For an example of how heavy-handed the New Zealand proposals are, take the presumption that the unauthorised use of "major event" emblems and names, or versions of them, will breach the new law. So, unauthorised use of the words "Rugby World Cup" (or "Rugby" or "World Cup") would be deemed a breach of the new legislation, and would invite some quite severe penalties. Whatever happened to being presumed innocent until proven guilty?

Interestingly, a similar provision proposed for the London Olympics was withdrawn as the result of public pressure.

We might well ask how far the Government is prepared to go in its bid to attract events, and whether anyone other than the sponsors is to be permitted to share benefits?

The proposed legislation goes much further than ensuring clean stadiums for key games. It's about delivering clean zones around venues and on major transport routes up to 5km away.

It's about not being able to wear or give away wrongly-branded clothing at events, run competitions giving away tickets, or host guests to events in an inappropriate way.

Even the sky is covered. No wrongly branded blimps or cheeky sky-writing. No earth-bound signs within sightlines.

There are to be penalties for scalping tickets at more than face value, so devout rugby fans desperate for a ticket to the final could find themselves heavily fined, as well as missing the action. That's a situation normally covered by contract law - the fine print on the ticket.

The Government is also proposing part-time enforcement officers (plucked from where?), responsible for policing the new law.

The enforcement officers' powers include the ability to seize or cover up anything they believe is in breach, and they are expressly authorised to use reasonable force.

Is this what we want in New Zealand?

Here's an example of what is making big sponsors and the Government nervous. Lufthansa didn't sponsor the last Soccer World Cup, Emirates did. But Lufthansa put soccer balls on the noses of its aircraft, attracting world attention helping to fill its planes with fans. Is it appropriate for the law to prevent this sort of creativity?

Before getting carried away with "cup fever" and the potential economic spin-offs, it is worth noting that the Government is proposing that its new law applies whenever it designates something a "major event".

Care is needed in this area, as the explanatory note to the Bill cites the Under-17 Women's Football World Cup in 2008 as an example of a potential "major event", a further suggestion the thresholds for designation might be relatively low.

Such low thresholds are a concern, because the consequences of any breach are severe. Breaches will be criminal offences, punishable with hefty fines, and civil action can also be taken against offenders.

One of the questions the Australian review asks is whether the definitions of ambush/parallel marketing now in place include activities that many people view as legitimate marketing practices.
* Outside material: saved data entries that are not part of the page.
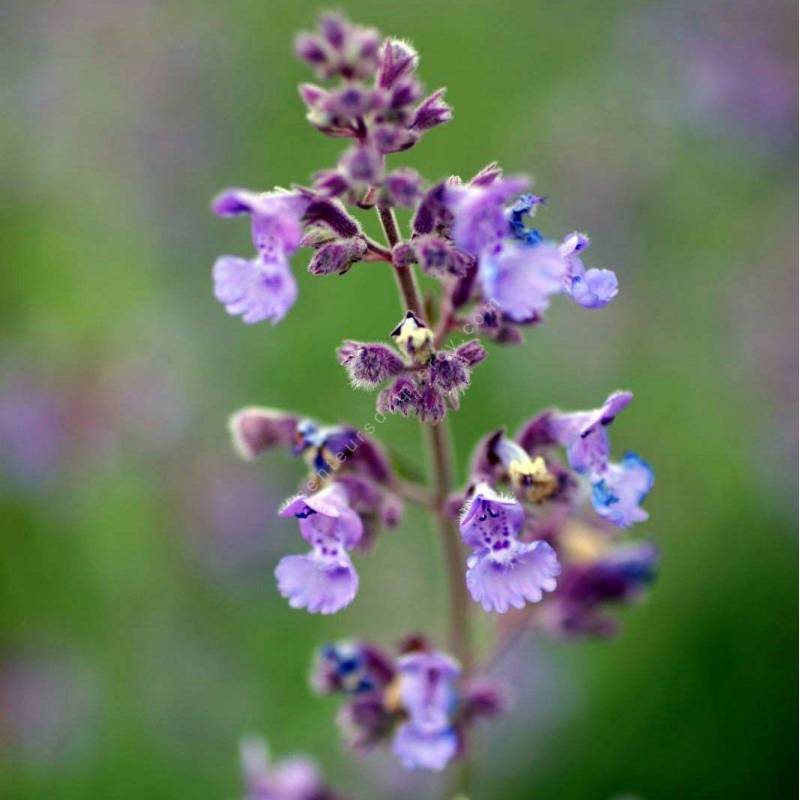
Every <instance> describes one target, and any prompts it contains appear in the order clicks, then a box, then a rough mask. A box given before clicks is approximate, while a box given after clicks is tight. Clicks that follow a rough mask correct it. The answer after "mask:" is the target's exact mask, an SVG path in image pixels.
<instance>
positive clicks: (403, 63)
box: [377, 39, 419, 89]
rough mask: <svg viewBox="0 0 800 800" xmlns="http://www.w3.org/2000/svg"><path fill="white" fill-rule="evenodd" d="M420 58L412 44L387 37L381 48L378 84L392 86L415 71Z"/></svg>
mask: <svg viewBox="0 0 800 800" xmlns="http://www.w3.org/2000/svg"><path fill="white" fill-rule="evenodd" d="M418 60H419V57H418V56H417V51H416V50H415V49H414V48H413V47H412V46H411V45H410V44H408V43H407V42H401V41H399V40H397V39H387V40H386V42H384V45H383V48H382V50H381V61H380V67H379V69H378V81H377V83H378V86H380V87H381V88H382V89H390V88H392V87H393V86H394V85H395V84H396V83H397V81H399V80H400V79H401V78H403V77H404V76H405V75H408V74H409V73H411V72H413V71H414V69H415V68H416V66H417V61H418Z"/></svg>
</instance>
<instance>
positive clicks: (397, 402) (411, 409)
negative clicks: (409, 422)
mask: <svg viewBox="0 0 800 800" xmlns="http://www.w3.org/2000/svg"><path fill="white" fill-rule="evenodd" d="M420 400H421V397H420V393H419V389H418V388H417V385H416V384H415V383H414V381H412V380H411V379H410V378H398V379H397V380H396V381H395V382H394V383H393V384H392V385H391V386H390V387H389V388H388V389H384V390H383V391H382V392H381V393H380V394H379V395H378V404H377V409H378V411H379V412H380V413H381V414H402V415H403V416H404V417H407V416H409V415H411V414H416V413H417V411H418V409H419V404H420Z"/></svg>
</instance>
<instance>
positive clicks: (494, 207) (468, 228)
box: [445, 178, 528, 257]
mask: <svg viewBox="0 0 800 800" xmlns="http://www.w3.org/2000/svg"><path fill="white" fill-rule="evenodd" d="M527 184H528V181H527V179H526V178H498V179H497V180H494V181H492V182H491V183H489V184H480V185H477V186H450V187H448V188H447V191H446V195H445V202H446V204H447V206H448V207H449V209H450V211H451V212H452V213H453V215H454V216H455V224H454V225H453V239H454V240H455V243H456V244H457V245H458V246H459V247H460V248H461V249H462V250H466V251H467V252H468V253H471V254H472V255H473V256H479V257H480V256H481V255H483V254H484V253H485V252H492V251H493V250H495V249H496V248H497V247H498V246H499V245H500V244H501V243H502V241H503V240H504V239H505V238H507V237H508V233H509V229H508V220H507V218H506V212H505V204H506V203H507V202H508V201H509V200H510V199H511V198H512V197H514V195H516V194H519V193H520V192H521V191H522V190H523V189H524V188H525V187H526V186H527Z"/></svg>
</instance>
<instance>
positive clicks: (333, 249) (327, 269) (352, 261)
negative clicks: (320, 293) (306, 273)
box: [308, 237, 367, 275]
mask: <svg viewBox="0 0 800 800" xmlns="http://www.w3.org/2000/svg"><path fill="white" fill-rule="evenodd" d="M366 252H367V243H366V242H365V241H364V240H363V239H361V238H360V237H353V238H352V239H338V240H336V241H333V242H328V243H327V244H323V245H322V247H320V248H319V250H317V252H316V253H314V256H313V258H312V259H311V263H310V264H309V265H308V271H309V272H310V273H311V274H312V275H333V274H337V275H344V274H345V272H347V271H348V270H349V269H350V267H352V266H353V264H355V263H356V262H357V261H361V259H362V258H363V257H364V255H365V254H366Z"/></svg>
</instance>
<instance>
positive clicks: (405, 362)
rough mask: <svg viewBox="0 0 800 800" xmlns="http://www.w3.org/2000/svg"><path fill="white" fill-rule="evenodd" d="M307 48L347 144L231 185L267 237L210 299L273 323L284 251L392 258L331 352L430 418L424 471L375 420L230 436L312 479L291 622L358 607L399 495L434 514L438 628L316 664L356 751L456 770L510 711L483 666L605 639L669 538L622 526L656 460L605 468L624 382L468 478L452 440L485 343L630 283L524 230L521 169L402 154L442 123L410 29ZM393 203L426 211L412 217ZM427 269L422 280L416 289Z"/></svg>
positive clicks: (248, 456)
mask: <svg viewBox="0 0 800 800" xmlns="http://www.w3.org/2000/svg"><path fill="white" fill-rule="evenodd" d="M295 51H296V54H297V55H298V57H299V58H300V59H301V60H302V61H304V62H305V63H306V64H307V65H308V66H309V67H310V68H311V69H312V70H313V72H314V74H315V76H316V79H317V81H318V83H306V84H303V85H302V86H300V98H301V100H302V102H303V103H304V104H305V107H306V112H307V113H306V116H307V119H308V121H309V122H310V123H311V125H312V126H313V127H314V128H316V129H317V130H318V131H319V132H320V133H321V134H323V135H325V136H329V137H334V138H339V139H342V140H343V143H344V145H345V147H344V149H343V152H342V154H341V157H340V158H339V160H338V162H337V163H336V164H333V165H328V166H327V167H325V168H324V169H321V170H320V171H319V172H317V173H316V174H315V175H313V176H312V178H311V181H310V183H309V184H307V185H305V184H304V185H300V184H298V185H294V186H292V187H290V188H288V189H274V190H272V191H267V192H259V191H252V190H248V189H241V188H233V189H227V190H225V191H224V192H222V193H221V194H220V195H219V196H218V197H217V198H216V199H215V200H214V202H213V206H212V208H213V211H214V212H215V213H216V214H218V215H221V216H247V217H249V220H250V227H251V230H252V238H253V246H254V249H255V255H254V256H253V257H251V258H242V257H239V256H222V257H221V258H220V259H218V260H217V262H216V264H215V265H214V268H213V278H214V294H215V296H216V298H217V300H219V302H220V303H221V304H222V305H223V306H224V307H225V310H226V311H227V312H228V313H229V314H231V315H233V316H238V317H241V319H242V320H243V321H244V322H246V323H259V322H265V321H270V322H271V323H272V324H273V325H274V324H276V323H278V322H280V320H281V319H283V318H284V317H285V316H286V315H287V314H288V313H304V310H303V304H302V298H300V299H299V300H298V290H297V283H296V280H295V278H294V276H293V274H292V265H291V261H292V259H293V257H294V256H295V254H296V252H297V251H298V250H300V249H301V248H309V249H310V250H311V251H312V254H311V257H310V262H309V264H308V269H309V271H310V272H312V273H313V274H315V275H321V276H329V275H345V273H347V272H348V271H349V270H351V269H353V268H364V267H361V266H358V265H363V264H365V263H367V262H372V266H369V268H370V269H376V268H380V267H384V268H385V269H386V270H387V272H392V273H393V274H394V277H395V279H396V283H397V287H398V292H399V298H400V309H399V313H398V319H393V320H387V324H386V326H385V329H384V330H382V331H376V341H372V342H359V341H355V340H353V339H350V338H347V330H346V329H345V330H343V331H342V337H343V338H342V342H341V343H340V344H339V346H338V349H337V350H336V357H337V359H338V361H339V363H340V364H341V365H342V367H343V368H344V372H345V374H346V376H347V378H348V379H349V381H350V382H351V383H352V385H353V387H354V389H357V390H363V391H371V392H374V393H375V402H376V409H377V411H378V412H379V414H381V415H386V414H399V415H402V416H404V417H416V418H417V420H418V423H417V424H419V425H420V427H421V429H422V432H423V434H424V437H425V439H426V440H427V444H428V451H429V453H430V469H429V479H428V481H427V482H425V483H411V482H408V481H406V480H404V479H402V478H401V477H400V475H399V474H398V473H397V471H396V470H395V468H394V465H393V463H392V460H391V459H390V458H389V457H388V456H387V452H386V450H385V449H384V448H383V447H382V446H381V444H380V442H379V441H378V439H377V438H376V437H375V432H376V426H375V425H374V424H372V423H369V424H367V425H365V426H363V427H356V426H354V425H352V426H351V425H333V424H329V423H328V422H326V421H321V420H313V419H310V418H307V417H304V416H303V415H302V414H301V413H300V412H293V411H282V410H277V409H273V408H264V407H257V406H255V407H248V408H245V409H242V410H241V411H238V412H237V413H235V414H234V415H233V416H232V417H231V420H230V430H231V434H232V438H233V442H234V445H235V447H236V449H237V451H238V452H239V454H240V455H241V456H242V457H244V458H246V459H254V458H256V457H258V456H261V455H262V454H263V453H265V452H266V451H268V450H278V451H280V450H282V451H284V452H285V455H286V456H293V457H295V458H297V459H298V460H299V462H300V464H301V465H302V466H298V468H297V478H298V482H299V483H300V484H301V489H300V491H299V493H298V494H296V495H295V496H293V497H290V498H289V499H288V500H286V502H285V503H284V504H283V506H282V508H281V510H280V512H279V516H280V518H281V519H282V520H284V521H285V523H286V524H290V523H291V522H294V523H295V524H296V526H297V530H298V533H299V536H300V539H301V540H303V542H304V544H299V547H298V549H299V552H297V553H291V554H286V555H285V556H284V557H283V558H281V559H280V561H279V562H278V564H277V565H276V568H275V579H276V587H277V590H278V592H279V593H280V594H281V595H282V596H283V597H284V598H285V599H286V601H287V602H288V604H289V605H290V606H291V607H292V608H294V609H297V610H298V613H310V614H335V613H338V612H340V611H341V610H342V609H344V608H346V607H348V606H350V605H351V604H353V603H358V602H359V601H360V598H359V593H358V590H359V577H358V574H359V571H361V570H370V569H372V570H375V569H377V570H380V569H382V568H385V569H388V566H387V565H381V563H380V558H379V557H377V556H375V557H373V558H370V557H369V552H370V550H371V547H372V545H373V543H374V541H375V539H376V537H377V536H379V535H380V532H381V531H382V530H384V529H386V528H392V527H396V526H397V525H399V524H400V523H401V521H402V517H403V509H404V505H405V504H406V503H414V504H419V505H421V506H423V507H424V508H426V509H427V510H428V511H429V512H430V514H431V517H432V519H433V520H434V522H435V526H436V528H437V530H438V535H439V538H440V539H441V544H442V547H443V549H444V557H445V563H446V567H447V578H448V592H449V609H450V611H449V621H448V626H447V627H448V631H449V637H448V640H447V641H446V642H442V643H436V644H434V643H433V641H432V640H431V638H430V635H429V634H425V635H421V634H415V635H408V634H405V635H404V634H403V632H402V631H393V632H390V633H389V636H388V638H390V639H393V641H394V644H392V642H391V641H389V642H383V643H373V642H367V641H364V640H361V639H359V638H357V636H354V638H352V639H350V640H347V641H344V642H337V643H329V644H326V645H324V646H322V647H321V648H320V650H319V652H318V653H317V654H315V656H314V658H313V668H312V687H313V688H314V690H315V691H317V692H318V693H321V694H336V695H340V696H341V697H342V705H341V708H340V711H339V714H338V718H337V722H338V726H339V727H340V729H341V733H342V737H343V740H344V742H345V743H346V744H347V745H348V746H349V747H350V748H352V749H353V750H354V751H356V752H359V753H364V752H367V751H369V750H371V749H373V748H376V747H385V748H387V749H389V750H390V751H391V752H392V753H393V754H394V755H395V756H396V758H397V759H398V761H399V762H400V763H401V764H402V765H403V766H404V767H406V768H408V769H419V770H434V771H438V770H443V769H445V768H446V767H447V766H448V765H450V764H452V763H453V762H456V761H459V760H464V759H467V758H468V757H469V752H470V739H471V731H472V729H473V727H474V725H475V723H476V722H477V721H478V720H481V719H484V718H491V717H493V716H495V715H497V714H499V713H501V712H508V713H514V711H513V704H512V703H511V701H510V700H509V696H508V694H507V692H506V690H505V689H504V687H503V686H502V685H500V684H499V683H498V681H497V679H496V678H491V679H490V678H489V677H488V676H487V674H486V673H487V670H488V667H489V666H491V665H492V664H493V663H494V661H496V659H497V655H498V653H502V652H503V651H504V649H505V648H506V647H508V646H509V645H510V643H511V642H513V641H515V640H516V638H517V637H518V636H519V635H520V634H522V633H525V632H528V631H536V632H539V633H540V634H545V635H551V636H557V637H564V638H568V637H576V636H582V635H584V636H585V635H595V636H598V635H601V636H605V635H608V634H610V633H612V632H613V631H614V629H615V628H616V622H615V617H614V615H613V609H614V607H615V606H618V605H621V604H626V603H630V602H631V601H633V600H635V599H637V598H638V597H640V596H641V595H642V593H643V592H644V591H645V589H646V587H647V586H648V585H649V584H650V582H651V581H652V579H653V577H654V573H655V570H656V562H657V551H656V549H655V548H654V547H653V546H652V545H651V544H649V543H647V542H643V541H637V540H635V539H631V538H630V537H629V535H628V530H627V529H629V528H630V527H631V526H633V525H635V524H637V523H640V522H643V521H645V520H647V516H648V515H647V512H646V511H645V510H644V509H643V508H642V504H643V502H644V500H645V498H646V497H647V495H648V493H649V492H650V490H651V489H652V486H653V471H652V469H651V468H650V466H649V465H648V464H647V462H646V461H644V460H643V459H642V458H641V457H639V456H638V455H636V454H634V453H628V454H626V455H624V456H623V457H622V458H621V460H614V456H613V452H612V447H611V439H610V436H609V431H610V429H611V426H612V423H614V422H615V420H616V418H617V417H618V416H619V415H621V414H622V412H623V411H624V409H625V408H626V407H627V406H628V405H629V404H630V402H631V400H632V397H633V396H632V394H631V393H630V392H627V391H616V392H612V393H611V394H609V395H608V397H606V398H605V399H603V398H595V400H594V402H595V403H597V408H594V409H592V410H588V411H571V412H564V411H559V410H556V409H550V410H546V411H543V412H539V413H537V414H534V415H533V416H532V417H531V419H530V420H529V421H528V422H526V423H525V424H523V425H522V427H521V428H520V430H519V431H518V432H517V433H516V434H515V435H511V434H509V433H508V432H507V431H506V429H505V428H500V429H498V430H492V431H488V432H486V435H485V436H483V437H482V438H481V439H480V440H479V441H477V442H476V444H475V449H474V453H473V456H472V459H471V462H470V464H469V466H468V470H467V477H466V480H465V482H464V483H463V484H462V485H457V484H456V482H455V475H456V467H455V464H454V463H453V457H452V450H451V446H450V441H449V436H448V431H447V416H448V415H449V414H451V413H453V412H454V411H456V410H458V407H459V403H460V402H461V399H462V397H463V396H464V395H465V394H466V393H467V392H468V390H469V387H470V384H471V382H472V381H473V380H480V370H477V371H476V368H477V367H479V365H480V364H481V363H482V362H483V361H484V360H485V359H486V358H487V357H490V350H491V348H492V347H494V346H495V345H497V346H513V345H517V344H519V343H520V342H521V341H522V338H523V335H524V333H525V332H526V331H530V330H532V329H533V328H534V327H535V326H537V325H539V324H541V323H542V322H543V321H544V318H545V314H546V312H547V309H548V308H549V306H550V304H551V303H553V302H558V301H559V298H560V297H565V298H567V300H569V301H571V302H572V303H574V304H575V305H576V306H577V308H576V309H575V311H576V313H584V311H586V310H596V309H600V308H603V307H604V306H606V305H608V304H609V303H610V302H611V301H612V300H614V298H615V297H616V295H617V293H618V283H617V277H616V275H615V274H614V273H613V272H612V271H610V270H607V269H599V268H596V267H587V266H586V265H585V264H584V259H585V257H586V252H587V249H588V247H589V237H588V236H586V234H584V233H578V232H570V233H567V235H566V236H563V237H554V236H553V235H552V234H549V233H546V232H545V231H544V229H543V230H540V229H539V227H538V226H536V227H534V224H533V221H534V219H535V218H536V219H538V217H539V215H540V214H541V213H542V211H543V210H544V208H545V206H546V201H545V198H544V197H540V196H538V195H535V194H532V193H531V192H530V181H529V180H528V178H526V177H525V176H521V175H515V176H511V177H507V176H505V175H504V174H503V173H502V171H501V169H500V167H499V166H498V165H497V164H495V163H490V164H489V165H488V166H486V167H484V169H482V170H481V171H480V172H478V174H476V175H475V176H473V177H472V178H470V179H468V180H462V179H460V178H458V177H450V178H446V179H444V180H440V181H438V182H433V183H431V182H430V181H428V180H426V179H425V178H423V177H422V176H421V175H419V174H418V173H417V172H415V171H414V170H411V169H409V168H407V167H403V166H398V165H397V164H396V163H395V161H396V159H397V155H396V154H398V153H401V152H403V151H405V150H408V149H410V148H412V147H416V146H417V145H419V144H420V143H421V142H422V140H423V139H424V138H425V136H426V135H427V134H428V133H429V132H430V131H432V130H433V129H434V128H437V127H439V126H441V125H443V124H445V123H447V122H449V121H450V120H451V119H452V110H451V108H450V106H449V105H448V104H447V102H446V100H445V90H444V89H436V90H435V91H434V92H432V93H429V94H426V93H425V91H424V89H423V86H422V84H421V83H420V81H419V78H418V77H417V66H418V57H417V53H416V51H415V50H414V48H413V47H412V46H411V45H410V44H408V43H407V42H404V41H400V40H396V39H391V38H386V39H384V38H383V37H382V36H380V35H379V34H378V32H377V31H375V30H374V29H372V28H364V27H360V26H357V25H353V24H351V23H350V22H348V21H347V20H345V19H343V18H342V17H340V16H337V15H334V14H326V15H324V16H322V18H321V19H320V23H319V28H318V30H317V31H316V32H315V33H303V34H301V35H300V36H298V38H297V40H296V42H295ZM444 166H445V165H443V167H444ZM396 208H406V209H411V210H412V217H411V223H410V228H409V229H408V230H402V229H401V227H400V225H399V224H398V222H397V218H396V216H395V209H396ZM367 212H371V213H375V214H377V217H378V219H379V220H380V224H381V227H382V229H383V232H384V235H385V241H383V242H378V241H375V240H373V239H372V238H370V237H369V236H367V234H366V233H365V232H364V230H363V229H362V227H361V224H360V223H359V214H363V213H367ZM295 261H296V259H295ZM296 266H297V265H296V264H295V268H296ZM421 274H422V275H424V276H426V281H427V282H428V283H429V284H430V285H431V289H430V292H429V293H428V295H427V300H426V301H425V302H424V301H423V295H422V294H421V292H420V288H419V283H418V280H419V278H420V275H421ZM345 280H346V278H345ZM296 302H297V304H298V309H297V311H294V305H295V303H296ZM305 313H311V311H310V310H306V311H305ZM589 405H591V402H590V403H589ZM407 424H409V425H411V424H415V423H413V422H411V421H409V422H408V423H407ZM275 457H276V458H282V457H283V456H281V455H280V454H277V455H276V456H275ZM421 557H422V556H421ZM512 610H513V612H514V613H513V614H508V612H510V611H512ZM506 614H508V616H505V617H504V616H503V615H506ZM479 618H480V621H479ZM500 622H502V624H497V631H498V633H497V635H496V637H495V638H496V642H495V647H496V650H495V651H494V652H493V653H491V652H490V653H478V652H477V651H476V647H475V637H474V636H473V628H474V626H475V625H477V624H481V625H488V624H492V623H500ZM251 761H252V759H251ZM262 761H263V759H262ZM259 763H260V764H261V762H259ZM262 767H263V764H262V766H261V767H259V769H260V770H261V772H264V771H265V770H266V767H263V768H262ZM250 771H251V773H253V774H255V773H256V772H258V770H256V771H255V772H254V770H252V769H251V770H250ZM458 774H461V775H462V776H463V775H466V774H467V773H466V771H463V770H462V771H460V772H459V773H458ZM273 778H274V776H273ZM273 778H270V777H269V775H267V777H265V778H264V781H266V783H270V781H272V782H275V781H276V780H277V779H273ZM254 780H256V779H250V783H251V784H253V781H254ZM256 782H257V781H256ZM277 783H280V781H277ZM277 783H276V785H277ZM270 785H271V784H270ZM457 788H460V789H461V790H463V789H464V785H463V780H462V783H461V784H460V787H457ZM251 794H252V795H253V796H261V795H258V793H257V792H255V790H252V791H251ZM265 796H267V795H265ZM268 796H269V797H276V798H284V797H286V798H288V797H295V796H296V795H295V794H291V793H286V792H283V793H282V792H281V791H279V790H277V789H276V790H275V791H273V792H272V793H271V794H268ZM298 796H302V797H305V796H306V795H304V794H303V795H298ZM314 796H316V795H314Z"/></svg>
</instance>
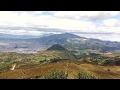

Sport might be our national passion, but is it necessary to cancel public rights and freedoms to the extent proposed, gifting sponsors a playing field tipped overwhelmingly in their favour?

It would be nice if our legislators looked to the experiences of Australia, Canada and Britain and took some heed of the solutions developed there and elsewhere. And even nicer if they were to get the right solution for New Zealand before, rather than after, the Rugby World Cup kicks off in 2011.